Elevator pitch
From 2000 to 2019, Canada's economy and labor market performed well. Important in this success was a strong resource boom from the late 1990s to 2014. After the boom the economy and labor market adjusted relatively smoothly, with labor and other resources exiting resource-rich regions and moving elsewhere. Strong growth in major export markets (Asia and the US) aided the adjustment. The Covid-19 downturn resulted in an unprecedented decline in employment, and a steep rise in unemployment and non-participation. Despite the severity of the Covid-19 shock, by December 2021 most key measures of labor market activity had returned to pre-pandemic levels.
Key findings
Pros
Economic downturns during 2000–2019 were much less pronounced than during the 1980s and 1990s.
With the exception of the Covid-19 downturn, recent recessions in Canada have been much milder than in the US and much of Europe.
After rising markedly during the 1980s and 1990s, income inequality has been relatively stable since 2000 and declined a bit after 2008.
The male–female earnings gap has continued to decline, as have the earnings gaps between union and non-union workers and permanent and temporary/casual workers.
Cons
The end of the resource boom in 2014 required substantial labor reallocation due to job losses and unemployment in resource rich regions.
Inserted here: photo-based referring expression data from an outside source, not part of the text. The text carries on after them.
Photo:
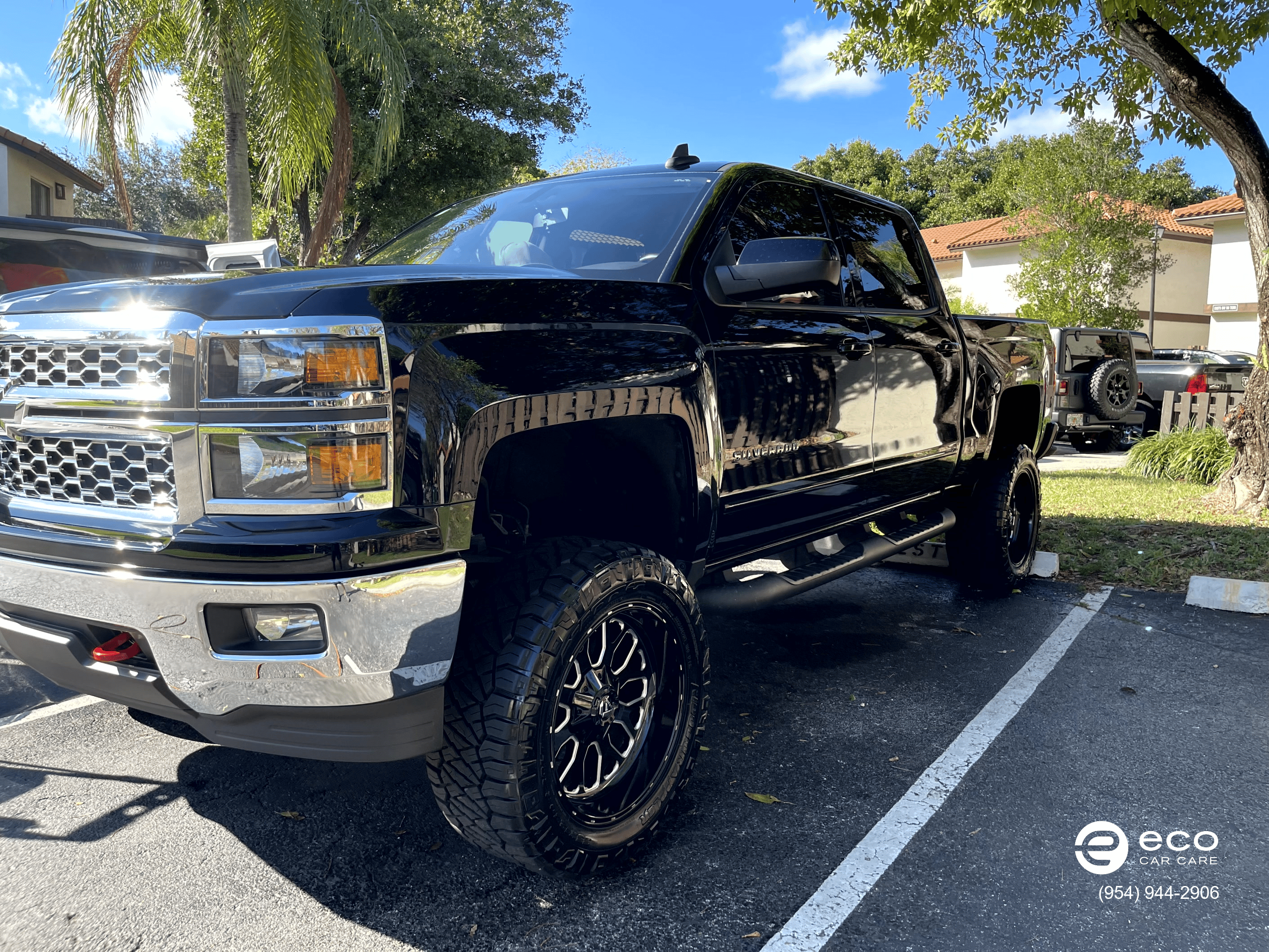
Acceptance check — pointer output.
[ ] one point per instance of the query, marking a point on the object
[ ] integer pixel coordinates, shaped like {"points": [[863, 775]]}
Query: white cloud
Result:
{"points": [[806, 73], [46, 116], [168, 115], [1046, 121], [12, 73]]}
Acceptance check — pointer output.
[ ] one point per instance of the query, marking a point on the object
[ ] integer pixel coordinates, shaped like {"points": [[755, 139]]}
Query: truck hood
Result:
{"points": [[239, 295]]}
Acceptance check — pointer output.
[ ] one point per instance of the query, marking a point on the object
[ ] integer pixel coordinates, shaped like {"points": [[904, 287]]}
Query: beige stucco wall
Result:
{"points": [[984, 276], [1231, 281], [1183, 287], [22, 170]]}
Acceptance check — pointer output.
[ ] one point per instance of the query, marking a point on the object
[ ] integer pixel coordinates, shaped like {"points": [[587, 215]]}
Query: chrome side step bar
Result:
{"points": [[776, 587]]}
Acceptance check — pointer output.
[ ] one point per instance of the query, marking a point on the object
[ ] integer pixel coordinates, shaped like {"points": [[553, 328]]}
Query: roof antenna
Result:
{"points": [[681, 159]]}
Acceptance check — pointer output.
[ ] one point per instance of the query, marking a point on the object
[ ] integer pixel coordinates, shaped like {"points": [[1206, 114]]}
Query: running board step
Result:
{"points": [[776, 587]]}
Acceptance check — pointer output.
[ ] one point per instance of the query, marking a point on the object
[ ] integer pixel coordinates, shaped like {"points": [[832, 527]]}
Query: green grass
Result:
{"points": [[1193, 456], [1116, 528]]}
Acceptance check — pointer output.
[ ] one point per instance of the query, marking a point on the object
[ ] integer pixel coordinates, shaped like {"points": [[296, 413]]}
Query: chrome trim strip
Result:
{"points": [[389, 635]]}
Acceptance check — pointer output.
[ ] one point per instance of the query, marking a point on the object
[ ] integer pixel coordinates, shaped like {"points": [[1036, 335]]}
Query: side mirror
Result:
{"points": [[771, 267]]}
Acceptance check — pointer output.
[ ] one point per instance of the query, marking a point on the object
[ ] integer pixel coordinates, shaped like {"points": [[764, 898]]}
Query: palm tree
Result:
{"points": [[106, 63]]}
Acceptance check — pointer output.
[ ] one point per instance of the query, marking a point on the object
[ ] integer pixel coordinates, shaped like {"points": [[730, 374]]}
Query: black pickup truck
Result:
{"points": [[467, 501]]}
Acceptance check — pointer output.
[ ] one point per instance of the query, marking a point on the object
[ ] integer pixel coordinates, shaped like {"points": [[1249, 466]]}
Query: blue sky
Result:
{"points": [[742, 80]]}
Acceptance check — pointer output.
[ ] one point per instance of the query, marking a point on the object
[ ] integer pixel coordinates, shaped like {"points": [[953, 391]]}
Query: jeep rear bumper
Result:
{"points": [[376, 693]]}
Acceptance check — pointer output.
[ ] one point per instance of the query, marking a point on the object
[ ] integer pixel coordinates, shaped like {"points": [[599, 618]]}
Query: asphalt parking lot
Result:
{"points": [[120, 837]]}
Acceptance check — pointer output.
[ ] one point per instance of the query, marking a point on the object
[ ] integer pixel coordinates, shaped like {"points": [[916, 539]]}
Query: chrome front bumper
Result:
{"points": [[389, 636]]}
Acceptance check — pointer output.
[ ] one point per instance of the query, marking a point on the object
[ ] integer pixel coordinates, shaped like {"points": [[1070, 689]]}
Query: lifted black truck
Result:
{"points": [[469, 499]]}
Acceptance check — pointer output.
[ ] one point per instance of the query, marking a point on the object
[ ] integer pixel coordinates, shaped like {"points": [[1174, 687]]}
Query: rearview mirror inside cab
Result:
{"points": [[780, 266]]}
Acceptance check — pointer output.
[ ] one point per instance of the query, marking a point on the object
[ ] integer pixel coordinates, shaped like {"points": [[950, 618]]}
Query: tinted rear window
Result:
{"points": [[1084, 351]]}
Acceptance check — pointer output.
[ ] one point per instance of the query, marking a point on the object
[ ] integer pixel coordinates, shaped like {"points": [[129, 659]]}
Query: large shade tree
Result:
{"points": [[1158, 64], [487, 88], [282, 51]]}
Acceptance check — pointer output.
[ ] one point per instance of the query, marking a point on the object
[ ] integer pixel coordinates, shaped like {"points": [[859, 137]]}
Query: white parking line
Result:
{"points": [[820, 917], [49, 711]]}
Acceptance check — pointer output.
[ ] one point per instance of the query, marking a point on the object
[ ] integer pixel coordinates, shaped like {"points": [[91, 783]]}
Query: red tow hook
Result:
{"points": [[121, 648]]}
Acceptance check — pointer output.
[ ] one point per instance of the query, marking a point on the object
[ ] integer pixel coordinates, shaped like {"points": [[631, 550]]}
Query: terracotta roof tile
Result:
{"points": [[39, 150], [1008, 230], [941, 237], [1225, 205]]}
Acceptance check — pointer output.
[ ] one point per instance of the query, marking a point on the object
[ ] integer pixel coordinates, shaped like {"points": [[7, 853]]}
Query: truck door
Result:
{"points": [[795, 379], [916, 426]]}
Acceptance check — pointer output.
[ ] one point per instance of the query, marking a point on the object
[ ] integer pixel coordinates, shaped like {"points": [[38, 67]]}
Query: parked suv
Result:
{"points": [[466, 502], [1097, 388]]}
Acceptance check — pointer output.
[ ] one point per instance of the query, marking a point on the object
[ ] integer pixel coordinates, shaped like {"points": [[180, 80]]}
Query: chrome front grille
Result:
{"points": [[98, 365], [122, 474]]}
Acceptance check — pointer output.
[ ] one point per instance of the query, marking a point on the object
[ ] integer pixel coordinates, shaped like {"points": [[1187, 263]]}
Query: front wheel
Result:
{"points": [[993, 545], [573, 711]]}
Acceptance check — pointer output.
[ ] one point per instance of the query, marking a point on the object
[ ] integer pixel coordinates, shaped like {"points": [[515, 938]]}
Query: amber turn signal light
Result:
{"points": [[349, 465], [343, 363]]}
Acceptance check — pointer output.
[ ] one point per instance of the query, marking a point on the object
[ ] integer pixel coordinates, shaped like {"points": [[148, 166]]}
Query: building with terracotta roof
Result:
{"points": [[1231, 286], [36, 182], [976, 259]]}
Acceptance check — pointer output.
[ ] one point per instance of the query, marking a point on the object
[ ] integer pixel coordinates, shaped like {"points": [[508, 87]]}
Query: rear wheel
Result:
{"points": [[573, 711], [1113, 389], [993, 545]]}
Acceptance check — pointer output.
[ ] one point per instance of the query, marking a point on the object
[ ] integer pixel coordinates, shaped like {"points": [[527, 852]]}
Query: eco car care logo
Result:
{"points": [[1101, 847]]}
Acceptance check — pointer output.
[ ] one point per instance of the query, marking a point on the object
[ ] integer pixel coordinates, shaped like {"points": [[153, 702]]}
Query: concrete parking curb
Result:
{"points": [[1229, 594]]}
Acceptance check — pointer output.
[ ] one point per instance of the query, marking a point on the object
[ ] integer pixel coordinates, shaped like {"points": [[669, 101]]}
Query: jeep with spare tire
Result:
{"points": [[1097, 388], [466, 502]]}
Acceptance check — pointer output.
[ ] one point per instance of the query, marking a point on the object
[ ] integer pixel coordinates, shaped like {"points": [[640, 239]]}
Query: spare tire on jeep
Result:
{"points": [[1113, 389]]}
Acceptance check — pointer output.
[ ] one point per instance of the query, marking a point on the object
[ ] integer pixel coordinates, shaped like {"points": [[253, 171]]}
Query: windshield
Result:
{"points": [[30, 264], [609, 226]]}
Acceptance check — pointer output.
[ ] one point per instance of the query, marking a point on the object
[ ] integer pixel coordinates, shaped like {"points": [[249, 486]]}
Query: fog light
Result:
{"points": [[287, 624], [246, 631]]}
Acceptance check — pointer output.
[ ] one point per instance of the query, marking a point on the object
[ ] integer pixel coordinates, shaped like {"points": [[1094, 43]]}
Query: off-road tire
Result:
{"points": [[1113, 390], [993, 545], [495, 780]]}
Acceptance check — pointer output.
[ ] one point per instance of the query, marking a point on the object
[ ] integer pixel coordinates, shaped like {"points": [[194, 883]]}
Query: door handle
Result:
{"points": [[854, 349]]}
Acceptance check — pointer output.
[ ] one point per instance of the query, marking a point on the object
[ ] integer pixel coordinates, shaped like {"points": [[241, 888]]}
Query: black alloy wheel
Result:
{"points": [[993, 545], [617, 715], [1113, 390], [573, 710]]}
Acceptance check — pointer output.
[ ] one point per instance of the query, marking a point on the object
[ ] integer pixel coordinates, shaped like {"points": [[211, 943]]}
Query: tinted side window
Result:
{"points": [[881, 257], [28, 264], [780, 210], [1086, 351]]}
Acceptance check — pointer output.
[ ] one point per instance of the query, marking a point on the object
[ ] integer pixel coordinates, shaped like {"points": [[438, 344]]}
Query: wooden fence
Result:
{"points": [[1197, 411]]}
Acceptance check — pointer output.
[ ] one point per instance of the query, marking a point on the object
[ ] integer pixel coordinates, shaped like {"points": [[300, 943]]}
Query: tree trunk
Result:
{"points": [[333, 192], [238, 167], [121, 187], [1200, 92], [305, 221], [354, 241]]}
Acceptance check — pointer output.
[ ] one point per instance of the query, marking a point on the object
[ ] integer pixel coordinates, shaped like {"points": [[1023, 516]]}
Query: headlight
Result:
{"points": [[296, 465], [271, 367]]}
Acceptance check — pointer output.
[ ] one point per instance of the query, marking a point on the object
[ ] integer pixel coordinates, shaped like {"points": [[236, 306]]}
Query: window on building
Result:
{"points": [[41, 198]]}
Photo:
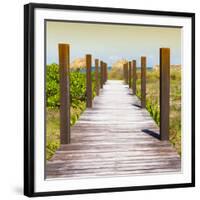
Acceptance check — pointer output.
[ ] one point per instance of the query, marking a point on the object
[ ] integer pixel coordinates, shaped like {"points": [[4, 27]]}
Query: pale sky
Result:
{"points": [[112, 42]]}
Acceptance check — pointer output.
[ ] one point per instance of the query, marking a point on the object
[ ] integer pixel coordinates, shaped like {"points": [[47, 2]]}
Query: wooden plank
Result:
{"points": [[115, 144], [88, 81], [143, 82], [134, 77], [164, 92], [64, 60], [97, 76]]}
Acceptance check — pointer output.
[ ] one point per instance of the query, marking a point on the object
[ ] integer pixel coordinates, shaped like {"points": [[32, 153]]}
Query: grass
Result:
{"points": [[53, 120], [53, 126], [152, 104]]}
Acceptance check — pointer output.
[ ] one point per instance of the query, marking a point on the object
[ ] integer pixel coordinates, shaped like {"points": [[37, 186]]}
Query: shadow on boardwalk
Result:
{"points": [[114, 138]]}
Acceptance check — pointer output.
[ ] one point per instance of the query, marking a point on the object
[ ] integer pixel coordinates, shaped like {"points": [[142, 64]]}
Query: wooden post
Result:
{"points": [[64, 60], [126, 73], [97, 76], [106, 72], [164, 92], [101, 72], [134, 77], [88, 81], [129, 74], [143, 82]]}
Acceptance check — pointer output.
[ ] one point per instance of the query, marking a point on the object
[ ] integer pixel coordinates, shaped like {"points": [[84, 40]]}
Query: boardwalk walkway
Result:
{"points": [[116, 137]]}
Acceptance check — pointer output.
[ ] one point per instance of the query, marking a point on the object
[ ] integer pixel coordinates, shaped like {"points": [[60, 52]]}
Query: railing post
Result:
{"points": [[106, 72], [134, 77], [129, 74], [164, 92], [64, 60], [126, 73], [143, 82], [97, 76], [101, 73], [88, 81]]}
Real wage gains from 2000 to 2016 were modest in size—but nonetheless greater than during the preceding 20 years.
Real earnings gains were very unevenly shared in the 1980s, 1990s, and early 2000s, with especially large gains at the top of the wage distribution.
The labor market became polarized in terms of “good” (high-skill and high-paid) and “bad” jobs between 1970 and 2000, but has since stabilized.